Nibelungentreue bis „fünf vor zwölf"
Bis zum Tag der Zertifizierung von Joe Bidens Wahl zum 46. Präsidenten. Der Sturm der Trump-Unterstützer auf das Kapitol markiert das endgültige Ende einer toxischen Show-Präsidentschaft, wie sie Netflix nicht besser hätte verfilmen können. Wird Trump jetzt noch eine Rolle spielen?

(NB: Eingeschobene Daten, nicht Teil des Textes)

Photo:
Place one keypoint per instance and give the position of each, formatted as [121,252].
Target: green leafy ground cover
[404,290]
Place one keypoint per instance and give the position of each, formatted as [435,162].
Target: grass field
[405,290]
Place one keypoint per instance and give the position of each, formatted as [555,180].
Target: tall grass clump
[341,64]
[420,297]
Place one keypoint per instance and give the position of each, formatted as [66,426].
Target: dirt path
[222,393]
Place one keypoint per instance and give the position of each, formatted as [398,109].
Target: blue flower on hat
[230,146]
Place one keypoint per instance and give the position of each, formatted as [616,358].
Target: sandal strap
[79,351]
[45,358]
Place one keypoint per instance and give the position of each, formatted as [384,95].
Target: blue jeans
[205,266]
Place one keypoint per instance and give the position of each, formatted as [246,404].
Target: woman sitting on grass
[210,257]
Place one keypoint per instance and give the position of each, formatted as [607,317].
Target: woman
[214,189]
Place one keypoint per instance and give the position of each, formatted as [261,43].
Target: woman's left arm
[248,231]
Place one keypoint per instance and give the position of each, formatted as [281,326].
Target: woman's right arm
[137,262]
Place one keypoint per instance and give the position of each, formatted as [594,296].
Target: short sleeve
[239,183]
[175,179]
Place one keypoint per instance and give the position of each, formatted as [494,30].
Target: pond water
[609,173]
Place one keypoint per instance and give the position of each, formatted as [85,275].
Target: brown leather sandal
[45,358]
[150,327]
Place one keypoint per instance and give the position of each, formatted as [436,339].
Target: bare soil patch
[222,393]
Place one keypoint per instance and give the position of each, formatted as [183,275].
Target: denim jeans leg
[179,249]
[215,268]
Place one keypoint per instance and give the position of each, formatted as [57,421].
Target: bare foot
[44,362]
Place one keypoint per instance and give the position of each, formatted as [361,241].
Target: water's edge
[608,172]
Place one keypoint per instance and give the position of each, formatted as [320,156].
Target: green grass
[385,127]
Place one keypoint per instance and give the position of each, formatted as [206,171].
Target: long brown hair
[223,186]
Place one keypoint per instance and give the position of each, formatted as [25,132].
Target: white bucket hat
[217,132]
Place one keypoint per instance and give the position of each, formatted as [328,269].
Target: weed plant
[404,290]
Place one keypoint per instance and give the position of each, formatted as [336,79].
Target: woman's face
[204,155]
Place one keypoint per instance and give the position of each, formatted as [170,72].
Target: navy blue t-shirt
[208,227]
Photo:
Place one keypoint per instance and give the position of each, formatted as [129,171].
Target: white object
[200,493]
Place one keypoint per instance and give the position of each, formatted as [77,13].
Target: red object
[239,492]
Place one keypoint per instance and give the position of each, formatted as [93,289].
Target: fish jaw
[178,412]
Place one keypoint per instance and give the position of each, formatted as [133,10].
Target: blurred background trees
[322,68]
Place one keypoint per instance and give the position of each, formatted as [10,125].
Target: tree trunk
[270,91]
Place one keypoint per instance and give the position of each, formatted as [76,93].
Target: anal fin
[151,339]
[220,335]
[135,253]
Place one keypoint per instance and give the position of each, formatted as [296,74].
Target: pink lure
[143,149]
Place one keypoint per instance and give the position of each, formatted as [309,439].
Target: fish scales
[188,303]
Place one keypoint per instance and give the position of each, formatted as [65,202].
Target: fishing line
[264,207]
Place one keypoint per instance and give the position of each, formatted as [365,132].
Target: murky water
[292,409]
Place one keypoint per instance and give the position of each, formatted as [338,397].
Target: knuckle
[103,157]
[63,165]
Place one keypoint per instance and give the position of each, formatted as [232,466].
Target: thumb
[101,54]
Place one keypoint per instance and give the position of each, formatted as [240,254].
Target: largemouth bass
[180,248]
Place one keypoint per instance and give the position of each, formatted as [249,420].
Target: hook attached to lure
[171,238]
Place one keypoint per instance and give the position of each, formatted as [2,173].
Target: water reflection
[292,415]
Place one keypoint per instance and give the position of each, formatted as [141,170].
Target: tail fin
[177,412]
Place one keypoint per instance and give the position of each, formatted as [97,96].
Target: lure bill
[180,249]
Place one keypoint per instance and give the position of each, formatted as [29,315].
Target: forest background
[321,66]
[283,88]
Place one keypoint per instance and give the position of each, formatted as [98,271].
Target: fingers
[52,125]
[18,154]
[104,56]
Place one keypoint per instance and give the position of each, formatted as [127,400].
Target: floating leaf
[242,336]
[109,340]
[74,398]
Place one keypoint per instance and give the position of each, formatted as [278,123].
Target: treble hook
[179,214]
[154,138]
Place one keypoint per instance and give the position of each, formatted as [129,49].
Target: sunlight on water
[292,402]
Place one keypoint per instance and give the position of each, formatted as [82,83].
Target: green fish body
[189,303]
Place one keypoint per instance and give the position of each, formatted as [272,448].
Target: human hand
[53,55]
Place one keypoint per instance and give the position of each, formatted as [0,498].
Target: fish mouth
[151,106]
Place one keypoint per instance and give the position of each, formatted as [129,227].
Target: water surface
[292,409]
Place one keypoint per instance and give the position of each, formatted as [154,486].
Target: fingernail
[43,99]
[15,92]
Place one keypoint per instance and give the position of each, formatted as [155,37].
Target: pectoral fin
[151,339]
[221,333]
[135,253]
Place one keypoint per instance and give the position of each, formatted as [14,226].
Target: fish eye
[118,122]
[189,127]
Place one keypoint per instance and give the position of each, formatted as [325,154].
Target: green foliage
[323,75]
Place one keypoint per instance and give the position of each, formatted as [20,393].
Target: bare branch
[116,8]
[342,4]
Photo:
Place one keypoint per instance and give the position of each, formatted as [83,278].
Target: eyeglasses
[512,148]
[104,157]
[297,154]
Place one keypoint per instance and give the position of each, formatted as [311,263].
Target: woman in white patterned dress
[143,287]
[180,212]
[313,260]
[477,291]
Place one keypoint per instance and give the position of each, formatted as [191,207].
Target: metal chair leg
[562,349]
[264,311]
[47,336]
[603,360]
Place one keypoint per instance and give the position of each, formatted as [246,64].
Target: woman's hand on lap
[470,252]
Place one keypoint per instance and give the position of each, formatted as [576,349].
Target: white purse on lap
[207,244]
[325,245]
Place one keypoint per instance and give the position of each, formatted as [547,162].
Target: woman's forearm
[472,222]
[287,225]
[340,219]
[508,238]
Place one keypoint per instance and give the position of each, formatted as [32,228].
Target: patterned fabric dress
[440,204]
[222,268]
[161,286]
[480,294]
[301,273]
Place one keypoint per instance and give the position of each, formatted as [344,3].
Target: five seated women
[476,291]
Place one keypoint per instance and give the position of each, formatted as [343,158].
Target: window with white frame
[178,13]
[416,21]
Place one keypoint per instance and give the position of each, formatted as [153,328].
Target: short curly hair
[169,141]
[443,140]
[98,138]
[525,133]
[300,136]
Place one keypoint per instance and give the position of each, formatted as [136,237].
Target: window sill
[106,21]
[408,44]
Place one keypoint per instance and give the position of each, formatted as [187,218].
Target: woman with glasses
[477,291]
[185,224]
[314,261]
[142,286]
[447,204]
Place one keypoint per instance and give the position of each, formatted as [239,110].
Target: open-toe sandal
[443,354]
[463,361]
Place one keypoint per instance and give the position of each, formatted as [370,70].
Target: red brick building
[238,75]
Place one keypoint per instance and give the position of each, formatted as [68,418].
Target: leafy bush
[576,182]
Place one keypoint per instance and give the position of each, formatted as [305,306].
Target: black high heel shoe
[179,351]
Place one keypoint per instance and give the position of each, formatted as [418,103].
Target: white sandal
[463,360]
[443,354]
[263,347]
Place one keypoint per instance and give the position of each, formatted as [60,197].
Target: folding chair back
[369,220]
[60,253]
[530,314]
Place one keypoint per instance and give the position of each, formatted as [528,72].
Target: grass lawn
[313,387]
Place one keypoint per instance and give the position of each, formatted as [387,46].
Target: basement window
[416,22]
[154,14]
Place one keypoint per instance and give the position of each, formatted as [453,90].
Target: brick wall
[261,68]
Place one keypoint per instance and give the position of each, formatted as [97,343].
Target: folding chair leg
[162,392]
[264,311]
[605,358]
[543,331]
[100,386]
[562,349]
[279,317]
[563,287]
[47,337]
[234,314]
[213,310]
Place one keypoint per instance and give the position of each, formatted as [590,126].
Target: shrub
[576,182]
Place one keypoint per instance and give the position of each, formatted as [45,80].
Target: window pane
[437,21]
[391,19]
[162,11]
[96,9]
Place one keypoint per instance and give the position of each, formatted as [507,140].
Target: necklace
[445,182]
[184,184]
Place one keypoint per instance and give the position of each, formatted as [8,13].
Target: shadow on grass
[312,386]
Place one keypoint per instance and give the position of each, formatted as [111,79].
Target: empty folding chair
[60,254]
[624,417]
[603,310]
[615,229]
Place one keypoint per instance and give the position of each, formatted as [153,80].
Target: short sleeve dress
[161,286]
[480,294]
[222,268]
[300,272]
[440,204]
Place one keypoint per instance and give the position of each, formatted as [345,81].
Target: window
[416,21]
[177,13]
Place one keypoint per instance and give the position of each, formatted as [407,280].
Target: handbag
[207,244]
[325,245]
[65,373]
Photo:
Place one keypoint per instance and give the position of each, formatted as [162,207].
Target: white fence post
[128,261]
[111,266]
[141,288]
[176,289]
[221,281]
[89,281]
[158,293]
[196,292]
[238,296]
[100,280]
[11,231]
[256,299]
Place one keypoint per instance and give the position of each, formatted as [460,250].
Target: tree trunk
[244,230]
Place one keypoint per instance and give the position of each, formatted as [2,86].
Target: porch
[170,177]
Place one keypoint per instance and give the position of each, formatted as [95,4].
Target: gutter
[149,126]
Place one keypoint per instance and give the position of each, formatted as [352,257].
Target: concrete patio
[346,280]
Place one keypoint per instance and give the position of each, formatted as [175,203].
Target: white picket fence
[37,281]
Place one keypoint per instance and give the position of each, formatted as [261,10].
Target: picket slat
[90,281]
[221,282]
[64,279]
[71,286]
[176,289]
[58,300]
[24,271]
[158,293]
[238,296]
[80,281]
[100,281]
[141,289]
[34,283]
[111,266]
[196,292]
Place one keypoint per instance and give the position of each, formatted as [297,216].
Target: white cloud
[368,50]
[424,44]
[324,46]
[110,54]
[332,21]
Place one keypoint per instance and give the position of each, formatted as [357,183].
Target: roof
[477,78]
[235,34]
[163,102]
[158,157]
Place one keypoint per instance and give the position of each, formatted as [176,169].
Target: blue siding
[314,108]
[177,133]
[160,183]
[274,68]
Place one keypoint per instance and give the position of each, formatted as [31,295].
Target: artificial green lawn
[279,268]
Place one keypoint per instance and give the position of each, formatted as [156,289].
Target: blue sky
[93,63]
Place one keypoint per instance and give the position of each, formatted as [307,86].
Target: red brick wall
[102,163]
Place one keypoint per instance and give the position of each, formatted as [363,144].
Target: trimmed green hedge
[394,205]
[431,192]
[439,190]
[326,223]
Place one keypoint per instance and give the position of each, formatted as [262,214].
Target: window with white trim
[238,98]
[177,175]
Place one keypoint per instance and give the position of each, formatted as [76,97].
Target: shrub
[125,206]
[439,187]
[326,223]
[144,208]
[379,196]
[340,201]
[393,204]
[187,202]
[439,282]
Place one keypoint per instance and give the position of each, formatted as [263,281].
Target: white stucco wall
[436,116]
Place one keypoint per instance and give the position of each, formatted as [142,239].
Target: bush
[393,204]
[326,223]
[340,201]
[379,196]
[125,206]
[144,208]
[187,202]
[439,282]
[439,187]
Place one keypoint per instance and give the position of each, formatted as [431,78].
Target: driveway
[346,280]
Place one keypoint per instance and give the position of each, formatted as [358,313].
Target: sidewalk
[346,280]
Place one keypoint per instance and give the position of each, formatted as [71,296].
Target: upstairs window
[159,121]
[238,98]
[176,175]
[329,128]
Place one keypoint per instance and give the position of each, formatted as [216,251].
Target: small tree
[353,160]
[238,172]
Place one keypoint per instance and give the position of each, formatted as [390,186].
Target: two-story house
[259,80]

Das republikanische Establishment hat durch die erschütternden Szenen am und im Washingtoner Kapitol eine willkommene Ausrede, um den nie wirklich geschätzten Polit-Entertainer zu einem Leben als rechtspopulistischen Pariah zu verdammen. Die Probleme aber bleiben. Denn die „Fünf-vor-Zwölf"-Anerkennung des Wahlsieges von Joe Biden durch den scheidenden Senatsführer Mitch McConnell, die folgenden Amtsniederlegungen im Weißen Haus, können kaum darüber hinwegtäuschen, mit welch nie gesehener Nibelungentreue die Partei an ihm festgehalten hat. Als Rammschild ihrer konservativen Agenda war Trump verzweifeltes Mittel zum Zweck. Er sollte, aus Furcht vor dem laut Umfragen deutlich liberaleren Zeitgeist der USA, konservative Politik tief im Washingtoner Fundament verankern. Der stillschweigende Deal: Die Partei lässt seinen niederen Instinkten unkommentiert freien Lauf, wenn er die konservative Agenda aus Steuersenkungen, weniger Staat, mehr konservativen Richtern, verfolgt. Dies hat er ihnen geliefert, und dafür lobpreisen die Republikaner, so empört sie sich über die Vorgänge vor dem Kapitol auch geben, noch immer.
Der Kampf innerhalb der Partei um den richtigen Kurs wird erst jetzt, da Trump seine Anhängerschaft etabliert hat, da Anhänger der QAnon-Verschwörungstheorien als Abgeordnete im Repräsentantenhaus sitzen, da laut Umfragen fast die Hälfte der Republikaner an eine gestohlene Wahl glauben und eine „sozialistische" demokratische Regierung fürchten, erst richtig beginnen. Die Republikaner orientieren sich neu, erfinden sich neu, wie es die Partei schon immer getan hat. Wie hoch der Preis ist, zeigte sich unter anderem am 6. Januar. Mit der Tea-Party-Bewegung rückten die Republikaner bereits nach rechts, Verschwörungstheoretiker und beinharte Trumpisten wie Floridas Gouverneur Ron DeSantis oder Senator Josh Hawley können diese Bewegung verstärken und so den Nährboden für mehr „MAGA" bereiten. All dies kann den Narzissten Trump, der eine Niederlage niemals eingestehen wird, nicht von einem erneuten Präsidentschafts-Run abhalten. Aber auf Parteiunterstützung könnte er, wie einst 2016, nach jenen Tagen wieder nicht bauen – gesetzt den Fall, ein zweites, erfolgreiches Impeachement verhindert dies nicht ohnehin. Seinem Erfolg hat dies damals nicht geschadet, als der Politstratege Roger Stone ihn an die Spitze des parteiinternen Rennens um das Amt bugsierte. Er setzte auf einer bereits vorhandenen Grundstimmung im Land auf, die die Demokraten zu Zeiten Obamas sträflich vernachlässigte: ökonomische Ungleichheit, Digitalisierung, demografische Veränderungen ließen viele weniger gebildete Weiße politisch zurück.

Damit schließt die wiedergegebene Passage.